Еще недавно придворные между собой называли его «выскочкой», «бродягой», «чужеродцем», теперь даже за глаза боялись высказаться о нем плохо. Тем более что министр полиции сделал его своим адъютантом.

Так ли все в точности было, дад Шарах, утверждать не могу, передаю тебе то, что слышал сам о Шардыне, сыне Алоу, после его отъезда в Стамбул. Как говорится: за что купил — за то продал.

Убыхи, оставшиеся в Осман-Кое, по-разному судили о близости Шардына, сына Алоу, к султану. Одни видели в этом знамение того, что положение убыхов упрочится.

— Если что случится, можно прямо к нему обратиться. Он нас в обиду не даст! — говорили одни.

— Назвали ястреба орлом, он от отца с матерью отрекся. Вы лучше бога молите, чтобы из-за этого Шардына нам всем не пропасть, — предостерегали другие.

Отец тревожился за своего молочного брата, скучал о нем, а я был доволен, что он уехал. Век бы мне его не видеть! По утрам я изучал при помощи старика убыхский язык, а после полудня записывал его повествование — так поначалу складывалась моя работа. Но вскоре этот порядок нарушился, Зауркан Золак сам так увлекся своим повествованием, что когда ему хотелось, тогда и начинал, иногда с самого утра.

Передо мной, конечно, редчайший учитель. И как бы ни была занимательна повесть его жизни, я все же выкраиваю время и пополняю свой убыхский словарик, который начал составлять с первых дней моего приезда. Вчера и позавчера записывал термины родства, а сегодня — названия домашней утвари и орудий производства, причем куда больше, чем предполагал раньше, обнаружил в этих терминах общие корни с другими родственными языками Северо-Западного Кавказа.

Сегодня у Зауркана с утра настроение плохое, он чем-то обеспокоен и много курит. Утром, посреди завтрака, ни с того ни с сего выругал Бирама и, перестав есть, поднялся. В полдень не лег, как обычно, отдыхать, а все ходил взад и вперед по двору. Когда заметил, что Бирам уходит домой, сложив в сумку миски и ложки, вдруг выругал его. Но Бирам ничего не ответил.

Зауркан все продолжал ходить по двору, но, когда я уже подумал: «Стоит ли сегодня беспокоить его?» — вдруг сел и позвал меня к себе.

Я сел рядом, приготовившись записывать.

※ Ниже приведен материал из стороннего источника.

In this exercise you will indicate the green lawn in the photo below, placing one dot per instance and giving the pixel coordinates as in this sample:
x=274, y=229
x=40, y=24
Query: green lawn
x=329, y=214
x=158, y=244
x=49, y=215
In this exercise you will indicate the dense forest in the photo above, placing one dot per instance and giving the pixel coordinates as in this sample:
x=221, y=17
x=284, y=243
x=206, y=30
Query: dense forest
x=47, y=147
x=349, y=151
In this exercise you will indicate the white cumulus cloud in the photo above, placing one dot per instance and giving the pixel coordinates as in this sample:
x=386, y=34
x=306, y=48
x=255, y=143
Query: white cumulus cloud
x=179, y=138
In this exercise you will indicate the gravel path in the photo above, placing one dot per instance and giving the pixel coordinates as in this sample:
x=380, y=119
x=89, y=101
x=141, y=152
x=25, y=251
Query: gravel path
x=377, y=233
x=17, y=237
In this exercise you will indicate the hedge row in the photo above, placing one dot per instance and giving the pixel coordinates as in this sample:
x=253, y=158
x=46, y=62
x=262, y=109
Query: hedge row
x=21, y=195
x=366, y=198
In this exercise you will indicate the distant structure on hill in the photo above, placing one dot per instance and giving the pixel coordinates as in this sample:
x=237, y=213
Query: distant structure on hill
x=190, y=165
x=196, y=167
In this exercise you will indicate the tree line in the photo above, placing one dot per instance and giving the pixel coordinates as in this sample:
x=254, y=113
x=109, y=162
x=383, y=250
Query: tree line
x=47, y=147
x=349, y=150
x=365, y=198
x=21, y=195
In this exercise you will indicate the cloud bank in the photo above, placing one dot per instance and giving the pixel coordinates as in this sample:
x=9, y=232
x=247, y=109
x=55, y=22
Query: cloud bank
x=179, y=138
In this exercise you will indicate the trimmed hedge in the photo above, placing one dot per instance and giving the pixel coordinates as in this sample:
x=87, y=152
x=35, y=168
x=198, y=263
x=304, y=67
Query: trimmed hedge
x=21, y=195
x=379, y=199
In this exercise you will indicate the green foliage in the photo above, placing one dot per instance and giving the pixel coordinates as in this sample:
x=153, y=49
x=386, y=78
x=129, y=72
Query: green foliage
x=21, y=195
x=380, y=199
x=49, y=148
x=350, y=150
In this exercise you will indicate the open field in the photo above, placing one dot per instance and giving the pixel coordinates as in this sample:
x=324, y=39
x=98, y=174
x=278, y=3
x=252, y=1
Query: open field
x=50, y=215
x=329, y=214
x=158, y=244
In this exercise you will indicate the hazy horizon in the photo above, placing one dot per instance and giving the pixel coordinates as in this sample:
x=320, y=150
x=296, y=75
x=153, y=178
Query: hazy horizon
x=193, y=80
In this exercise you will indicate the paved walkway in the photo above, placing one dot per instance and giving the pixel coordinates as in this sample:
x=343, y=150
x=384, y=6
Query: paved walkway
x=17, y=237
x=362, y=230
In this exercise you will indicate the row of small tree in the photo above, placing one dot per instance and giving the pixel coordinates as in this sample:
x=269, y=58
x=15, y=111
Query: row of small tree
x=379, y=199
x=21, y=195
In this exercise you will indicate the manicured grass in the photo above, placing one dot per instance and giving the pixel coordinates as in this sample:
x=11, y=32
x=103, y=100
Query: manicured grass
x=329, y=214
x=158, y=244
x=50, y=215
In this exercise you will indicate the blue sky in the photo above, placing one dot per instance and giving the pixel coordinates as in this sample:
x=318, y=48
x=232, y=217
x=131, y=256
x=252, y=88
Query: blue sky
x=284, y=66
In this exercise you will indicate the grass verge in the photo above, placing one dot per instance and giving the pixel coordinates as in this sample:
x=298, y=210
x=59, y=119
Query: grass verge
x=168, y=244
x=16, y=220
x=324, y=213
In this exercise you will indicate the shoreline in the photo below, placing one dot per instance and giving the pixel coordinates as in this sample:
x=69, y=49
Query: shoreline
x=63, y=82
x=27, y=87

Но он долго не мог начать и все тер ладонью морщинистый лоб, словно хотел собрать воедино что-то, отстоявшееся в памяти.

И, уже начав рассказ, против обыкновения, перескакивал с одного на другое, в нем было сегодня какое-то внутреннее беспокойство и раздражение, из-за которых, наверно, и досталось Бираму.

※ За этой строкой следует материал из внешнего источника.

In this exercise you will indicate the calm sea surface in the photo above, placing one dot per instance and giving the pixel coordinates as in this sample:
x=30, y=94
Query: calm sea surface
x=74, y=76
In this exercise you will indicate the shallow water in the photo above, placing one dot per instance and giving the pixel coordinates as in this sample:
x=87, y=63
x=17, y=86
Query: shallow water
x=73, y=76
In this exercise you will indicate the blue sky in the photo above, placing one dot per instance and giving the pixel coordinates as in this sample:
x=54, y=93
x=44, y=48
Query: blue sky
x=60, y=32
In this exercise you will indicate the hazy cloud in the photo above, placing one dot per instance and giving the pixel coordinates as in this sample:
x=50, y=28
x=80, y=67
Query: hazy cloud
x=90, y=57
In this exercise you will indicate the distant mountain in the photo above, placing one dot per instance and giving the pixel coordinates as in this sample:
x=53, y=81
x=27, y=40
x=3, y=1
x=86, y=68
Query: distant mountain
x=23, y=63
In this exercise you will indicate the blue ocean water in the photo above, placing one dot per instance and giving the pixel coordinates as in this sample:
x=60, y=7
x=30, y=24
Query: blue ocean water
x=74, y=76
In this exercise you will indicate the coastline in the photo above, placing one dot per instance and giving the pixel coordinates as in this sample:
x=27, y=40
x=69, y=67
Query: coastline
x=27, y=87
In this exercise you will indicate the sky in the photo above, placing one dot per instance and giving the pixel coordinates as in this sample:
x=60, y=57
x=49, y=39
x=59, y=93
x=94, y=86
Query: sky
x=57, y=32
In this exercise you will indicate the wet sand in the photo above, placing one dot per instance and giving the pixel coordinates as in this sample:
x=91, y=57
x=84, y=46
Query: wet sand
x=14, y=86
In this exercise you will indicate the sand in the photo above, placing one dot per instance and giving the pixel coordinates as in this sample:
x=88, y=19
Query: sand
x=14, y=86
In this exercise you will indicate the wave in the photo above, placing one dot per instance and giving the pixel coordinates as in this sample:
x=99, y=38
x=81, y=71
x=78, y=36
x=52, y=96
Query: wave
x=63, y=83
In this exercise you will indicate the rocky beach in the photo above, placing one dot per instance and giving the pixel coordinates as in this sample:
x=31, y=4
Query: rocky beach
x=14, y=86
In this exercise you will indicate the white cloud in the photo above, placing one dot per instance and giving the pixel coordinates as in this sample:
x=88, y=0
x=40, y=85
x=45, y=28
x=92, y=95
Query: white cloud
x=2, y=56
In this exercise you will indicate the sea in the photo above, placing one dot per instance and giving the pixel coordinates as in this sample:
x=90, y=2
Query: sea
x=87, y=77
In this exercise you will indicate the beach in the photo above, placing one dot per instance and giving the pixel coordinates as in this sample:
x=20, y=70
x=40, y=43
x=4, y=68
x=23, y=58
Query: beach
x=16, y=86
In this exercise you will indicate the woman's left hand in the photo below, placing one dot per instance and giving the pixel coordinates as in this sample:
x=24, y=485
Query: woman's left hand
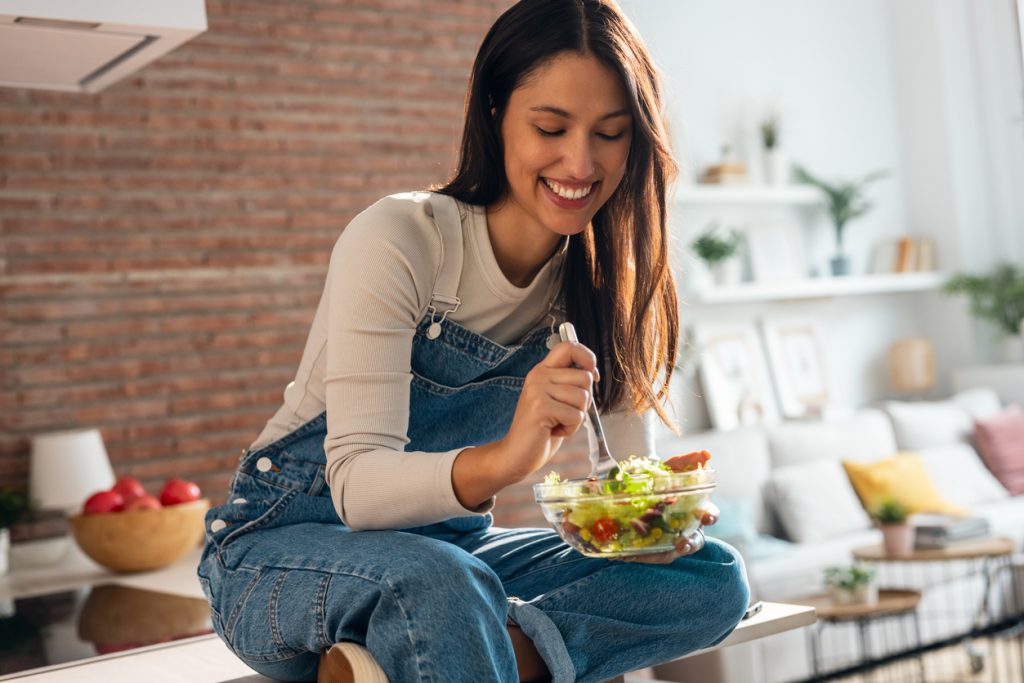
x=685, y=546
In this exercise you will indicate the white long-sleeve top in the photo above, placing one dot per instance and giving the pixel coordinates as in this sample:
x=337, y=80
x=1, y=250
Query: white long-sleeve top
x=356, y=363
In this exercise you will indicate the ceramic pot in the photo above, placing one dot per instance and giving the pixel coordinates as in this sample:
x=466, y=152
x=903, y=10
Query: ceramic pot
x=897, y=539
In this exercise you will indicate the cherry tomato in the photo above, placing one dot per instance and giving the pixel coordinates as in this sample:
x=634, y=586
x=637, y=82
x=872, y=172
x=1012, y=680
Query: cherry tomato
x=179, y=491
x=129, y=487
x=604, y=529
x=103, y=501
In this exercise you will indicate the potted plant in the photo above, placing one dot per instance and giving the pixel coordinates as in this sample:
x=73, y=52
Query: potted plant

Но все-таки я и сегодня кое-что записал. Зауркан рассказал о том, что когда имам Сахаткери покинул Осман-Кой, взамен его им прислали другого муллу, турка, по имени Орхан. И он сначала как будто нашел общий язык с народом, о нем даже говорили, что он настоящий служитель аллаха! Но потом, постепенно, тонко и хитро он проводил свою линию. Свадьба или похороны должны были происходить не так, как испокон веков привыкли убыхи, а по строгим правилам мусульманства. Мулла все чаще созывал народ в мечеть и учил, как исполнять азкир со словами: «Аллах всегда слышит голос того, кто ему воздает хвалу!» Когда рождался ребенок, то уже нельзя было без разрешения Орхана давать ему имя. Женщинам строго-настрого запрещалось выходить без чадры. А тот, кто хоть один раз не пошел в мечеть, должен был платить джазие. А перед тем как войти в мечеть, горцы должны были теперь повесить во дворе перед ней все свое оружие.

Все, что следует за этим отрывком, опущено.